Many good fish that escape capture and add to the growing list of ‘one that got away’ stories are lost in either the first or last few seconds of the encounter. Of the two, the riskiest moment is when that lovely big fish finally swims into view after a drawn out battle. At this point, it’s perfectly natural to feel a powerful surge of excitement, accompanied by an overwhelming desire to haul that prized catch to safety as quickly as possible. However, this desire can be disastrous!

It’s best to take a deep breath at this point and calmly assess your options, although that’s often easier said than done after a white-knuckled and dramatic fight with what might potentially be the fish of a lifetime.

How you actually land your prize catch depends on many factors, including where you’re fishing, the gear you’re using and the size of the fish itself. However, regardless of all these variables, having a solid game plan in mind about how you’re going to achieve that desired end result before you even cast your line means the battle is half won. Making plans on the run and under pressure is never a great idea.

The following four approaches are the most common methods used to land fish:

1. Lifting the fish from the water

Smaller fish can often be swung from the water by using the rod rather like a crane, or by grasping the line or leader and lifting the fish. The risks are that hooks can pull free and that even relatively small fish can snap finer lines, or even break rod tips, especially if they kick powerfully at the wrong moment.

2. Dragging or washing the fish ashore:

When fishing from a beach, river bank or sloping, rocky shoreline, dragging the fish towards you along the ground rather than lifting or swinging it up through the air is generally a safer approach. Whenever possible, you can also use an incoming wave or surge of water to help bring in the fish, especially when surf or rock fishing. With practice, it’s possible to land quite large fish this way.

3. Picking up the fish with your hands:

In many cases, you or an assistant may be able to physically pick the fish up from the water, grasping it by the wrist of the tail, its jaws or the gills, or by simply placing one or both hands underneath the fish and lifting or scooping it up.

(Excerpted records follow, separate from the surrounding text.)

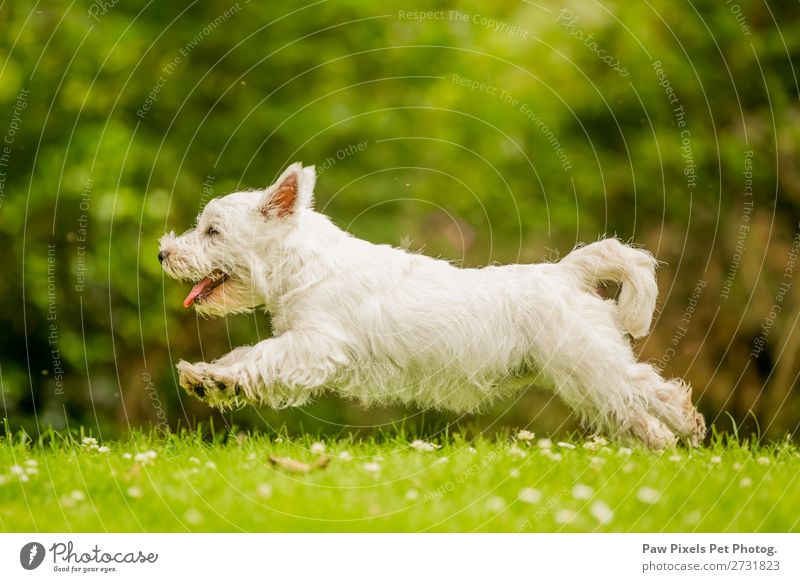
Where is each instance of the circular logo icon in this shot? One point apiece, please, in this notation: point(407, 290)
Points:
point(31, 555)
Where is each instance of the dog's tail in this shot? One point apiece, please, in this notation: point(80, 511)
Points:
point(634, 269)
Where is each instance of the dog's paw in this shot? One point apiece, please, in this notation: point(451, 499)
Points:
point(215, 386)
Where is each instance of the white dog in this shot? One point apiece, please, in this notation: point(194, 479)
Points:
point(383, 325)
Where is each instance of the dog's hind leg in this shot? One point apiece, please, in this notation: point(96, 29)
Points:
point(670, 400)
point(591, 369)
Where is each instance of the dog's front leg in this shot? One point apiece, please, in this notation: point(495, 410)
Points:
point(282, 371)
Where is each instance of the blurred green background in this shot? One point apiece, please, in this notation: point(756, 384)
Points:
point(478, 132)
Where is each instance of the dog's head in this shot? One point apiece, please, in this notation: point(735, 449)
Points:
point(237, 243)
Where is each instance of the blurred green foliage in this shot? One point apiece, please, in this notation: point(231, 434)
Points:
point(125, 110)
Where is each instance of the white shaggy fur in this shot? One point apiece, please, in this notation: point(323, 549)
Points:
point(383, 325)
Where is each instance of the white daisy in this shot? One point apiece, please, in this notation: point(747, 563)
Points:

However, you really shouldn’t attempt to pick up any fish, even with gloves, unless you’re absolutely sure of the species you’ve hooked and know all about the fish’s physiology. A number of species have venomous spines, sharp gill covers, spiky scales, sharp teeth or some combination of these features that can inflict nasty injuries on the unwary.

Fish are also slippery and prone to kicking at the wrong moment, meaning that many attempts at a grab and lift end in disaster!

4. Using a landing net or gaff:

With unknown or unfamiliar species, larger catches or when fishing from a boat, jetty, pier or higher rock ledge, by far the safest method of bringing in any reasonable fish is to use a landing net or gaff. Nets are far more popular than gaffs (and nets are really the only choice if catch-and-release is to be an option), but gaffs are particularly useful on very large, active fish that are going to be kept.

Over the next couple of issues, we’ll look in detail at the where, when, how and why of successful net and gaff use.